On the other hand, Bank of America Corp. strategist Michael Hartnett warns that the global equity market rally may be overheating. He suggests that the increasing breadth of the market could be a contrarian sell signal.
Ross Mayfield from Baird Private Wealth Management points out that while concentrated markets have not historically resulted in poor returns, a broader market is typically a sign of a stronger economy.
“As the market has expanded significantly in recent months, concerns over the heavy concentration in Big Tech stocks have diminished,” he observed.
In a bullish market characterized by stability, cautious investors are grappling with the challenge of finding effective strategies to hedge their positions.
Traditional methods such as purchasing put options, which have historically served as a means of protecting against downturns, have failed to yield positive results for investors who remain wary of the ongoing rally that has propelled global stocks to new record highs.

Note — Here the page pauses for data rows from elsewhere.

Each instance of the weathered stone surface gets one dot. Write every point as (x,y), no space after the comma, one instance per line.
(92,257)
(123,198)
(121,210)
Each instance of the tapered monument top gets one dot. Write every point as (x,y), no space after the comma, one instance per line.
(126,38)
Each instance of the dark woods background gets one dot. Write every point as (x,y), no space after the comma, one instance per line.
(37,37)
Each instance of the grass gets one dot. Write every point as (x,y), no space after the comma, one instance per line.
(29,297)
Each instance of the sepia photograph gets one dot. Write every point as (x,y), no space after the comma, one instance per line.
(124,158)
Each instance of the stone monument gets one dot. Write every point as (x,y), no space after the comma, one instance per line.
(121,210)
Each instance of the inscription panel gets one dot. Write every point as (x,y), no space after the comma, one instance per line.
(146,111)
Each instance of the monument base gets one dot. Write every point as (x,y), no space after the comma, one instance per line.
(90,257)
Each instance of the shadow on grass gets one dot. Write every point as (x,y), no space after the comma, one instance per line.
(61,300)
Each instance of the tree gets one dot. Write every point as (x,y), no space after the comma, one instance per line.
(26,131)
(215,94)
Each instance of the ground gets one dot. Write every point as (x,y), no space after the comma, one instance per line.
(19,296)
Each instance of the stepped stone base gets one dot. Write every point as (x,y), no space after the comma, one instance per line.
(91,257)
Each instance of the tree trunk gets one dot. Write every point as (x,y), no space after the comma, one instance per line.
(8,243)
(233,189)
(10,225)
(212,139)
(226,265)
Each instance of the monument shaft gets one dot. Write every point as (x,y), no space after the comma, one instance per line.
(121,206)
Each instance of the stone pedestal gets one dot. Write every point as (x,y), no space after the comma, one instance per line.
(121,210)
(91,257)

Volatility sellers have pushed the VIX Index to its lowest level since 2019 this month, and the S&P 500 Index has gone over 300 days without experiencing a single-session drop of 2% or more.
Corporate Highlights:
The leading US auto-safety regulator has expanded its investigation into Waymo, the autonomous-vehicle subsidiary of Alphabet Inc., following the identification of additional incidents involving collisions or potential violations of traffic laws by the company’s vehicles.
- Workday Inc. saw a decline in its stock price as the company revised its full-year forecast for subscription revenue, citing cautious customer behavior.

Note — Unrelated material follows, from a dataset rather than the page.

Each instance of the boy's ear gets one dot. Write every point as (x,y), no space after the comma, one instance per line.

- SpaceX, led by Elon Musk, is reportedly in discussions to sell shares at a price that could value the company at around $200 billion.
- Waystar Holding Corp., a healthcare payments software firm, is moving forward with its planned initial public offering in the US, expected to launch on Tuesday.
- Eli Lilly & Co. will invest $5.3 billion to increase production of a key ingredient in its weight-loss and diabetes shots, responding to high demand and shortages.
- Novo Nordisk A/S’s diabetes drug Ozempic showed promising results in reducing the risk of death in a kidney-disease study, adding to its growing potential in treating various disorders.
At 4 p.m. New York time, the S&P 500 index increased by 0.7%, while the Nasdaq 100 index rose by 1%. However, the Dow Jones Industrial Average remained relatively stable. The MSCI World Index also experienced a 0.5% increase.
In the currency market, the Bloomberg Dollar Spot Index dropped by 0.2%. The euro saw a 0.3% rise against the dollar, reaching $1.0849. Similarly, the British pound also increased by 0.3% against the dollar, reaching $1.2740. On the other hand, the Japanese yen remained unchanged at 156.93 per dollar.
Moving on to cryptocurrencies, Bitcoin witnessed a 2.1% surge, reaching $69,175.88. However, Ether experienced a slight decline of 0.3%, reaching $3,746.38.
In the bond market, the yield on 10-year Treasuries decreased by one basis point to 4.46%. Similarly, Germany’s 10-year yield also declined by one basis point to 2.58%. Conversely, Britain’s 10-year yield remained relatively stable at 4.26%.
In the commodities market, West Texas Intermediate crude oil rose by 1.1%, reaching $77.75 per barrel. Spot gold also experienced a 0.2% increase, reaching $2,334.41 per ounce.
Please note that this story was created with the assistance of Bloomberg Automation, and additional assistance was provided by Alexandra Semenova, Sagarika Jaisinghani, Jan-Patrick Barnert, and Vince Golle.